First, you get what looks like a regular wheel rim. The one in the FlatFormer actually looks like one of those airless tires, but we cannot say that for sure, so let’s stick with a regular wheel just as an example of how REE’s system works.
The wheel is directly bolted to the electric motor – as it would be to a regular car’s wheel hub. The electric motor is the interface between the wheels and the REE in-wheel system. It manages not to increase unsprung mass because it just happens to move inside the wheel, even if it is actually attached to the car structure.
After the motor, we have the brake system. The motor seems to be directly linked to the disc.
The brake caliper joins a knuckle to which the motor seems to be horizontally connected. Between these two parts is a data unit, probably the brain of the whole thing. We’ll have to confirm that with Dekel.
This knuckle deals both with the motor and the suspension/steering unit, which crosses the knuckle vertically, and it attached to it in a way we are still not able to explain.
The suspension and the steering are concentrated in a single cylinder. At the bottom of the cylinder is the steering unit, a very compact and strong motor that moves the cylinder, the knuckle, and everything connected to these parts. Inside it is the suspension, which allows the vehicle to have a 150 mm travel in a 17-inch wheel. We have no idea how big the FlatFormer front wheels are, but they look larger than 17-inch units.

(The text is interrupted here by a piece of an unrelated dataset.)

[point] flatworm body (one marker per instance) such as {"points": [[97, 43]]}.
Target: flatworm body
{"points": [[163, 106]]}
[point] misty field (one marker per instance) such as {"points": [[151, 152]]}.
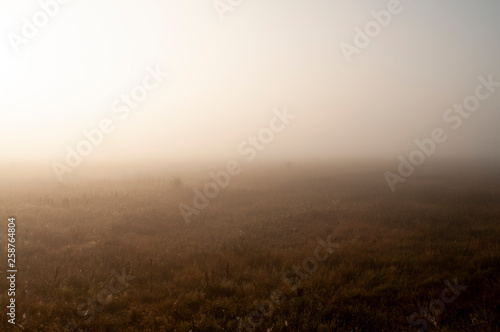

The suspension/steering unit cylinder is bolted to the 4-Point RTS (Rapid Turnaround System). Have a better look at it from behind.
Did you see it has four bolts? That’s all that connects the REE in-wheel system to the platform. In case there is any issue with it, just take the screws out and replace the whole REE in-wheel system. That takes less than 15 minutes, according to Dekel.
Summing up, you connect the REE system to the platform with four bolts. They hold the RTS there, which is linked to the suspension/steering cylinder. When the steering unit turns the cylinder, it moves a knuckle to which the motor and the brake are connected. The wheel is connected to the motor. And that’s pretty much how all this works.
The FlatFormer also shows a different arrangement for the rear wheels. It presents an integrated suspension and a drive arm that suppresses the in-wheel suspension cylinder. It is horizontal and placed inside the horizontal RTS, as the picture below shows.
Both wheels have single motor, suspension, and brake. The motor probably powers gears that move both wheels, and the horizontal suspension connects both of them. When one of them moves up or down, a suspension arm turns that vertical movement into a horizontal stroke the single damper absorbs.
The single brake works as chassis brakes, and it is directly connected to the electric motor, which is placed in the most internal part of the platform. This REE in-wheel motor system seems to be attached to the platform precisely like the other one, but we also need to check.
With Hino – and Toyota – showing a concept based on its idea, REE goes from being an Israeli startup to a company that can make the way we produce cars for good. Will we ever see a vehicle based on FlatFormer? We would not bet against that. Not anymore.